Certaines initiatives illustrent avec force l’impact décisif des diasporas et des partenariats équitables. Marcela Escribano évoque le projet de sensibilisation à la situation des paysan.nes sans terres au Brésil en raison de fortes inégalités, menées grâce à des liens solides avec des partenaires du milieu. Grâce à des contacts étroits avec des partenaires du Brésil et à l’implication de la diaspora brésilienne du Québec, ce projet a fait émerger une dynamique porteuse d’égalité et de solidarité Nord-Sud.

Pour sa part, Marie Denise développe le projet AGIR, créant des espaces de dialogue structurés entre Montréal et Haïti renforçant une gouvernance inclusive et valoriser la voix de la diaspora haïtienne. Ce projet a permis à Marie Denise de renouer un lien fort avec Haïti, en dépassant le sentiment de distance et parfois de décalage avec la réalité locale. Comme elle le souligne, « on parle souvent du rêve américain, mais le rêve haïtien est tout autant possible ».

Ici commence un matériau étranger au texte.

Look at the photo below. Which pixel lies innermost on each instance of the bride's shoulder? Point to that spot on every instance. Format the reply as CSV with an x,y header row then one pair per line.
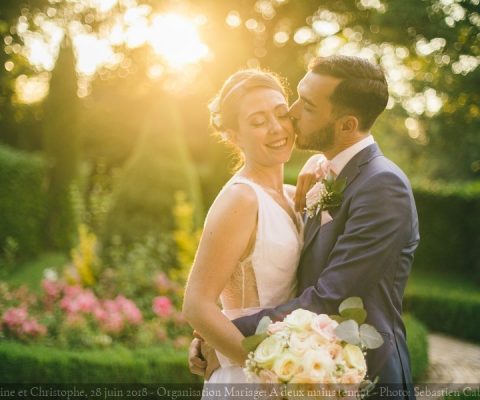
x,y
290,190
237,198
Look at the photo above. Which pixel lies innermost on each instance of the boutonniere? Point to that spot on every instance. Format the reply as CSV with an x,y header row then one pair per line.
x,y
325,195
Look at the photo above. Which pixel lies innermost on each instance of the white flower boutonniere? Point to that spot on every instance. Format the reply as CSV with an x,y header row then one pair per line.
x,y
325,195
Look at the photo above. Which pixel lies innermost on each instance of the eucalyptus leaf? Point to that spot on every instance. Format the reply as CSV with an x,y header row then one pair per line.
x,y
358,314
351,302
348,331
370,337
263,325
250,343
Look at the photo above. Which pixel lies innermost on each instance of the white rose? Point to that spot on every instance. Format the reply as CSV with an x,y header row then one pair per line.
x,y
314,195
354,357
318,365
299,344
286,366
300,320
268,350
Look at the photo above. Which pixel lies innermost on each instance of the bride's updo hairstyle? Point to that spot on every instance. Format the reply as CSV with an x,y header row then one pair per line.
x,y
224,106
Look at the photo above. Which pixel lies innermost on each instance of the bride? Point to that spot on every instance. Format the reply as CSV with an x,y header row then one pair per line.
x,y
252,238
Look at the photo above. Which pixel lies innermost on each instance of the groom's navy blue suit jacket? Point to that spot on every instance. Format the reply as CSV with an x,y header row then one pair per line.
x,y
366,251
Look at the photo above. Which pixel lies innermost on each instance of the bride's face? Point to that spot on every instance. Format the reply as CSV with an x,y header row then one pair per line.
x,y
265,132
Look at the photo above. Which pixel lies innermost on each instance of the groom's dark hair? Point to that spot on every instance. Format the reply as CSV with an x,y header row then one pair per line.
x,y
363,90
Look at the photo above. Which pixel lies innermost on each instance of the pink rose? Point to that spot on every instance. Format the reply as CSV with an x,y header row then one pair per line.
x,y
129,310
162,306
162,282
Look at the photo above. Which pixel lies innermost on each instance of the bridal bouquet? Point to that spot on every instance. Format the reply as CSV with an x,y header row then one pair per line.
x,y
307,348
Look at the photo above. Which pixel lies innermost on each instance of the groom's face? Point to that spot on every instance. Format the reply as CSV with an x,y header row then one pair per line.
x,y
313,114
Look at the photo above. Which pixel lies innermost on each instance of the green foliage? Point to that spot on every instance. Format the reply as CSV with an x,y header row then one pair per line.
x,y
42,364
449,217
158,168
417,342
31,272
445,303
62,149
22,203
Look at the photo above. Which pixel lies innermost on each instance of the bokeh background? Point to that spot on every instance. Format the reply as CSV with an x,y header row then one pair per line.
x,y
107,165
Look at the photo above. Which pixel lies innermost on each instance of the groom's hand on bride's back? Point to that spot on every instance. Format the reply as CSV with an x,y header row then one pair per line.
x,y
196,362
202,359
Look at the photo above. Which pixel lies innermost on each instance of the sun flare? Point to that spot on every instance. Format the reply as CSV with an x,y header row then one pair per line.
x,y
175,38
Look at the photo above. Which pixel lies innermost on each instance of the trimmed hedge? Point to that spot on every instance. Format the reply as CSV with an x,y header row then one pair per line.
x,y
445,304
449,227
22,199
21,363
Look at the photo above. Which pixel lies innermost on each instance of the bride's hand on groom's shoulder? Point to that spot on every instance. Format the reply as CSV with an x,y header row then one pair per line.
x,y
305,181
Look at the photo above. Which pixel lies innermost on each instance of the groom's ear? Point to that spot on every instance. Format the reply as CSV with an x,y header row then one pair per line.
x,y
348,124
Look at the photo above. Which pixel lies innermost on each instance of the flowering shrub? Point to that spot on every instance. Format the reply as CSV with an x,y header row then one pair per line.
x,y
74,316
122,296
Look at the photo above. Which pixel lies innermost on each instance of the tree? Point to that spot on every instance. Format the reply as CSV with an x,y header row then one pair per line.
x,y
61,148
158,168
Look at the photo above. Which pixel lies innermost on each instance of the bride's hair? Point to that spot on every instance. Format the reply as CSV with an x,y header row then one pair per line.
x,y
224,106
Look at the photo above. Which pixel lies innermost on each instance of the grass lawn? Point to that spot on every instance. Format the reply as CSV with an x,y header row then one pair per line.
x,y
444,284
31,272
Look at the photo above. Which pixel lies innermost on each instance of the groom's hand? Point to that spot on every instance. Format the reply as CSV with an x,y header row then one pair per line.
x,y
196,362
210,356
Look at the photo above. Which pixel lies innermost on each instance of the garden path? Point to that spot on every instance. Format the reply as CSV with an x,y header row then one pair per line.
x,y
453,360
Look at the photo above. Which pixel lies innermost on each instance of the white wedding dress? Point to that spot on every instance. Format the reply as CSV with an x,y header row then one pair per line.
x,y
264,279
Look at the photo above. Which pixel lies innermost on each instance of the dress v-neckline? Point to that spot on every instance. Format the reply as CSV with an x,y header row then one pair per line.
x,y
296,225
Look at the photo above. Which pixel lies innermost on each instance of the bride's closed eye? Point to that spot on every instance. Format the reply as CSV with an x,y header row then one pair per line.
x,y
257,122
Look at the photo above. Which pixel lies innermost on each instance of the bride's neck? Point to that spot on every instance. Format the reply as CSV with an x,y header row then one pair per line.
x,y
270,177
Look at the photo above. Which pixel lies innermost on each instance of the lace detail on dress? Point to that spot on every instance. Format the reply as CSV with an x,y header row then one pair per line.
x,y
241,290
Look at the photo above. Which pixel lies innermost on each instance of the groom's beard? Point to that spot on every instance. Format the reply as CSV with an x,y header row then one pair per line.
x,y
320,140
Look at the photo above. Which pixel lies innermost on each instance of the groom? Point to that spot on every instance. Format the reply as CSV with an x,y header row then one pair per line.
x,y
365,246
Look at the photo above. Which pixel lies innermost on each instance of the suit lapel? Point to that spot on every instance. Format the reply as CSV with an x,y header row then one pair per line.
x,y
349,172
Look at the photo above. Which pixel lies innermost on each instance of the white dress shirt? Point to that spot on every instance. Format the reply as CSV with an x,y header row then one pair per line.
x,y
338,162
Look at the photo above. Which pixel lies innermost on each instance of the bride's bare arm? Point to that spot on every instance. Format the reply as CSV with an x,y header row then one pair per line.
x,y
228,228
306,179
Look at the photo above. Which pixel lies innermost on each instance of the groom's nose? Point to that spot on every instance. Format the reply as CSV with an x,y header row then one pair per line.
x,y
294,110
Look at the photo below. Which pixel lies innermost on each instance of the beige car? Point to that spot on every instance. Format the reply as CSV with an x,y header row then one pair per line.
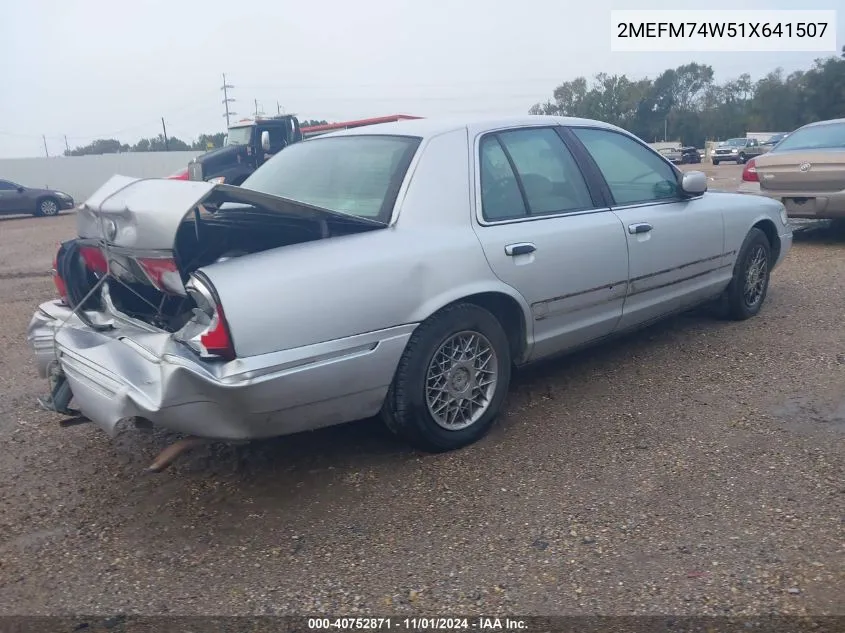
x,y
805,171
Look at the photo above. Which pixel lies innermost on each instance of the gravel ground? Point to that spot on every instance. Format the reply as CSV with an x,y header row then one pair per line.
x,y
693,468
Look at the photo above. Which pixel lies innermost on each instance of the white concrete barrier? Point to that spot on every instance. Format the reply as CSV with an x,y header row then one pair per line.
x,y
80,176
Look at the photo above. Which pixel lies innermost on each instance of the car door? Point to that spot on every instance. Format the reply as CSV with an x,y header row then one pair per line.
x,y
675,244
9,197
550,236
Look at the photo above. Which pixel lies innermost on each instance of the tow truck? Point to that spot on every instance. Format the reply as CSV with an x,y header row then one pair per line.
x,y
251,142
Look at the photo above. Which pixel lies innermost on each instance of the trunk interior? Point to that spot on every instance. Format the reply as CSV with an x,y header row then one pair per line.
x,y
203,238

Enfin, il est essentiel de rappeler que la diaspora n’est pas un bloc homogène : elle est composée de vagues successives de migrations, de générations entières, de jeunes, de professionnel.les. À chaque vague, de nouvelles compétences et de nouvelles ressources, qu’il serait judicieux d’intégrer plus systématiquement dans les stratégies de coopération internationale.

Marie Denise rappelle qu’il reste encore de vastes perspectives à explorer : la coopération internationale gagnerait à lever les barrières et à investir pleinement ces « îles » de ressources que représentent les diasporas, en mettant en place des structures de suivi, d’évaluation et d’apprentissage adaptées. La diversité des parcours, des expériences et des identités au sein des diasporas est une richesse, et non un obstacle. Autant de pistes qui, ensemble, tracent la voie d’une coopération internationale plus inclusive, plus efficace, et résolument tournée vers l’avenir.